Sur le plan des dépenses, le Parti socia­liste dénonce la mise en œuvre, une nou­velle fois, d’une poli­tique de rabots injustes sur le bud­get de l’État et irres­pon­sables sur le bud­get de la Sécurité sociale. Ce sont tou­jours les mêmes qui subi­ront cette poli­tique aus­té­ri­taire et ces reculs de prises en charge des malades et des per­sonnes frap­pées par des dif­fi­cul­tés : per­sonnes en situa­tion de pré­ca­ri­té, familles mono­pa­ren­tales et femmes iso­lées, per­sonnes frap­pées par des acci­dents de la vie, retrai­tés… livrés à la bru­ta­li­té du gouvernement.

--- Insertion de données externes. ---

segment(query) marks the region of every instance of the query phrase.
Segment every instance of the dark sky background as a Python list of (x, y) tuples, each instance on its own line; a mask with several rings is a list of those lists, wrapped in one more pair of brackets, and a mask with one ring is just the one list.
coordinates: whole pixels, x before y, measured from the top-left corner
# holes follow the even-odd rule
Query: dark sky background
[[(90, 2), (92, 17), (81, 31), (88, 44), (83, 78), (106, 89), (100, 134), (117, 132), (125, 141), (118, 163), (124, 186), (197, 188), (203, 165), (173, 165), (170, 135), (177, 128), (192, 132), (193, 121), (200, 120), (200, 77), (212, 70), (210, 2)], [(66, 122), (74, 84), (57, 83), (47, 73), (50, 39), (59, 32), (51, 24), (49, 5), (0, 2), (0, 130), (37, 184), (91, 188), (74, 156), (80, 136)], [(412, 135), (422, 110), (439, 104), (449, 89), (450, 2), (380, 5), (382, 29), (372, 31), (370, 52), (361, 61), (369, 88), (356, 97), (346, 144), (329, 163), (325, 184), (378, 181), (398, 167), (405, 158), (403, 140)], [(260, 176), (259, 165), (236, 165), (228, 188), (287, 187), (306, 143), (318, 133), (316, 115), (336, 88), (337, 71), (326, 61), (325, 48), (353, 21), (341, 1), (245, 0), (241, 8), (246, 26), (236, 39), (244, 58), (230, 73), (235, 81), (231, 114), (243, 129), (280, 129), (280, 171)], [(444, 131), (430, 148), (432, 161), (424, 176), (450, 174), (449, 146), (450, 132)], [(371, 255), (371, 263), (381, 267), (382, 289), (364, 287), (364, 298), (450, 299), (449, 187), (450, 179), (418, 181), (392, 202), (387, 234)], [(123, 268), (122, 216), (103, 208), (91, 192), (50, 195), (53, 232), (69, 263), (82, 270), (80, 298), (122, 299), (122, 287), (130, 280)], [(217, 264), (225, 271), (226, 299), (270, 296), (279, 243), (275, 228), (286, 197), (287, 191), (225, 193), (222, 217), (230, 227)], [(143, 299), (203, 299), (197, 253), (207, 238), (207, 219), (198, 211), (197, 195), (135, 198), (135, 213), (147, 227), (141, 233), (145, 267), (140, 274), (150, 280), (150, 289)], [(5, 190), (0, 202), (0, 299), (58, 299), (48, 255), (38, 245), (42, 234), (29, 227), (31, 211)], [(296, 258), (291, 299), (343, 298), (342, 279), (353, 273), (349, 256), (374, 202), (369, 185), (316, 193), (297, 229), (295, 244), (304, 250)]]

Le Parti socia­liste est plei­ne­ment conscient de la crise bud­gé­taire actuelle et des besoins de finan­ce­ment pour répondre notam­ment aux enjeux de tran­si­tion éco­lo­gique, de lutte contre la pau­vre­té et de tran­si­tion éco­lo­gique. Mais pour amé­lio­rer les recettes de l’État, un che­min juste existe : par la réforme de la fis­ca­li­té sur les gros patri­moines et l’accroissement de la pro­gres­si­vi­té de la fis­ca­li­té des revenus.

La copie pré­sen­tée est pure­ment inac­cep­table. Les socia­listes feront leurs propres pro­po­si­tions à la ren­trée pro­chaine. Sur les bases actuelles, la cen­sure est la seule perspective.